Bundle Up: The Torch is back

It's like old times. OJ's cuffed and Greta and the crowd are back in Vegas. And in D.C. many of the old Clinton campaign funding scandals are revisited as news seeps out about Hsu and other Hillary Hillraisers. The Washington Post reports:

Clinton includes on her list of "Hillraisers" -- those who have committed to raising more than $100,000 for her White House bid -- several financiers linked to past troubles. They include Marvin Rosen, the former Democratic National Committee finance chairman whose efforts to reward six-figure party donors with attendance at White House coffees and overnight stays in the Lincoln Bedroom became the focal point of Senate hearings into fundraising abuses. Rosen did not return messages left at his offices in Florida and New York.
William Stuart Price, the Oklahoma oilman also on the "Hillraiser" list, stunned a courtroom in 1995 when he detailed how his former gas company had tried to "gain influence" with the Clinton administration by providing $160,000 in money and membership in a ritzy Washington golf club to the son of a Cabinet secretary. Price, who was never accused of wrongdoing, did not return calls seeking comment.

Price's testimony became the focal point of a criminal investigation of Ron Brown, then commerce secretary and a former chairman of the Democratic Party. The inquiry ended with the conviction of Price's former bosses, Nora and Gene Lum, for making illegal donations.

Also on the list is former senator Robert G. Torricelli (D-N.J.), who withdrew from a 2002 reelection campaign after being "severely admonished" by the Senate for taking lavish gifts from a businessman and contributor, David Chang.

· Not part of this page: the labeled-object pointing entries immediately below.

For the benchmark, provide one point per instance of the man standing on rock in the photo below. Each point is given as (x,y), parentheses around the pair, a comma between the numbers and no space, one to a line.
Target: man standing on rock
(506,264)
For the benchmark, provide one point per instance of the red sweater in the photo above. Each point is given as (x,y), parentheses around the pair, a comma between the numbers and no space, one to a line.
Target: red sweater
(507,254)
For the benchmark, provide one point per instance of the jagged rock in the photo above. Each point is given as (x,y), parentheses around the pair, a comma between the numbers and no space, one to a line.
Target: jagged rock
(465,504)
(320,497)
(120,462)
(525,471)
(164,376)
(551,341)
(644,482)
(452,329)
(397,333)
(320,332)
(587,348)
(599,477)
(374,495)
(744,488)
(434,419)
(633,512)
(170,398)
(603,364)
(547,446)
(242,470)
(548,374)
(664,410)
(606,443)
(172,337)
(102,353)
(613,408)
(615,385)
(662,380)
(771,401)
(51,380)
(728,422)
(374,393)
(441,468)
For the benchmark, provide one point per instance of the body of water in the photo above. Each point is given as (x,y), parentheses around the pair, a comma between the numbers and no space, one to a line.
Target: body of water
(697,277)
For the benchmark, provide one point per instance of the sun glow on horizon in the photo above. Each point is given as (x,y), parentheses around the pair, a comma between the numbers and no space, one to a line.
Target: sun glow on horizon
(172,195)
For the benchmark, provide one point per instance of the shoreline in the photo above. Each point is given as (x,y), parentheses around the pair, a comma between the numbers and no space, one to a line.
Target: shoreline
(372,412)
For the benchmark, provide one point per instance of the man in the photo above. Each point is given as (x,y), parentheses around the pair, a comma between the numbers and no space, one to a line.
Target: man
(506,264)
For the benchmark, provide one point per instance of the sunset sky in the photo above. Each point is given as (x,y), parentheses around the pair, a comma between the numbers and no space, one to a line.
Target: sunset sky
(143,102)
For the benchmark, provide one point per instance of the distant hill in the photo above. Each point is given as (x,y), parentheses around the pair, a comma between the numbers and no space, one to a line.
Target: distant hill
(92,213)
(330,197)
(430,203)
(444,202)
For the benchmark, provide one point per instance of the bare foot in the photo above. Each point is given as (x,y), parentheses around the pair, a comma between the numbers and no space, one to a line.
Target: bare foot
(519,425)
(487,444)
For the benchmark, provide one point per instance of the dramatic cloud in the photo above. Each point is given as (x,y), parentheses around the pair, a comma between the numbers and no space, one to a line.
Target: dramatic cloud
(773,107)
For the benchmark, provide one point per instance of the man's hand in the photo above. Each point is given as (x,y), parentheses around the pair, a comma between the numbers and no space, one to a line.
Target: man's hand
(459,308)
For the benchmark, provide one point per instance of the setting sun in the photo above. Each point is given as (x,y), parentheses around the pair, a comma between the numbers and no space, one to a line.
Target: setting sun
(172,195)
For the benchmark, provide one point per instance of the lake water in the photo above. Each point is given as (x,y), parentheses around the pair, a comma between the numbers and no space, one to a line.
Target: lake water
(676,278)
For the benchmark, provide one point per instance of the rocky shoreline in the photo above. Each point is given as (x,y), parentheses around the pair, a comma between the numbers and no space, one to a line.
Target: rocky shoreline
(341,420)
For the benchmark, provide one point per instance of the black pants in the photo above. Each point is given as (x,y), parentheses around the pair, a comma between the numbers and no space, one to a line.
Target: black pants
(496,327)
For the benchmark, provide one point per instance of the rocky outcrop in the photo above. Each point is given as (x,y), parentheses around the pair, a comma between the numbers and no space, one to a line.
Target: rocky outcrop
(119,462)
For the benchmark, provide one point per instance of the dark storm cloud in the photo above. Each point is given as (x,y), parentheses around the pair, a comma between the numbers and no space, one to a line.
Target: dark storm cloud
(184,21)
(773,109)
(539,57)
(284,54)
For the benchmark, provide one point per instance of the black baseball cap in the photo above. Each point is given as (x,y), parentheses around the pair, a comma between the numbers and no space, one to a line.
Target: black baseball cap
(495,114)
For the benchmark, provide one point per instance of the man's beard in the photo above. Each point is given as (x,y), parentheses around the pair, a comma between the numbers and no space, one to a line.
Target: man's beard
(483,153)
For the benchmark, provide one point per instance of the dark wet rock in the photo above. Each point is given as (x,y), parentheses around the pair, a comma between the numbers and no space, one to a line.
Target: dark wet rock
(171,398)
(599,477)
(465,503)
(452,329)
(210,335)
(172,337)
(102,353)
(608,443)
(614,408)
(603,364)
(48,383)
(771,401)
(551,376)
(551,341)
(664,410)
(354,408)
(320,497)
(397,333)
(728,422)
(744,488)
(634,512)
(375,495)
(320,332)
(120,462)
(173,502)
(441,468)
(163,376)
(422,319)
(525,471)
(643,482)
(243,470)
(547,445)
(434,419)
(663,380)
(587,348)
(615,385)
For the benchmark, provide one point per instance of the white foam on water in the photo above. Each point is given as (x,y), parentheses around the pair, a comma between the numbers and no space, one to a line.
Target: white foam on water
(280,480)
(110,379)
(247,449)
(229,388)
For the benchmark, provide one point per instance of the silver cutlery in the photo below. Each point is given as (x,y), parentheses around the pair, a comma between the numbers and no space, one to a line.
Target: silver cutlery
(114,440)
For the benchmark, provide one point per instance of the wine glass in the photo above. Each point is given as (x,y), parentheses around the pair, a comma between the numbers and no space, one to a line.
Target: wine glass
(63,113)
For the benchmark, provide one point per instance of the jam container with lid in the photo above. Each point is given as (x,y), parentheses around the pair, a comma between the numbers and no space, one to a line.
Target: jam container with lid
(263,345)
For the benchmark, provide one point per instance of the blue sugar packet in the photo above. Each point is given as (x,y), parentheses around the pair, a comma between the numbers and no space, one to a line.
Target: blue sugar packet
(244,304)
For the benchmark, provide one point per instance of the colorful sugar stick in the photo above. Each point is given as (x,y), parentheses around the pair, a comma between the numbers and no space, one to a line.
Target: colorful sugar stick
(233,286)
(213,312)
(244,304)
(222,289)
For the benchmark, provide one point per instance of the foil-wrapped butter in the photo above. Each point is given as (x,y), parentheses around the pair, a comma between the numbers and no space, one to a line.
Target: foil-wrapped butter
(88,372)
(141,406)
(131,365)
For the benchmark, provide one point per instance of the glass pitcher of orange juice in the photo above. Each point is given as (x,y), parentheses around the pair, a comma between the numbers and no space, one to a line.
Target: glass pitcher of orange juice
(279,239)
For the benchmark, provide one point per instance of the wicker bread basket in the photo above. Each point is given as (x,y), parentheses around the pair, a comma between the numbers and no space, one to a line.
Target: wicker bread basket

Torricelli did not return messages left at his office yesterday.
And the Wall Street Journal notes strange doings around Mr. Danielczyk, another of her bundlers. 

But it's not just the bundlers and suspect donors who create the deja vu feeling.  Bill Clinton's  old defenders are reading once again from the old scripts in defense this time of his wife. From the WaPo again:
"The most important thing I learned about this issue is that all campaigns have the same problem, regardless of party or candidate: How do you know who has skeletons and who does not?" said Lanny Davis, who as special counsel to Bill Clinton handled campaign finance issues for him from 1996 to 1998. "Let's face it: Campaign organizations are not 'CSI' -- not even close -- even if they'd like to be."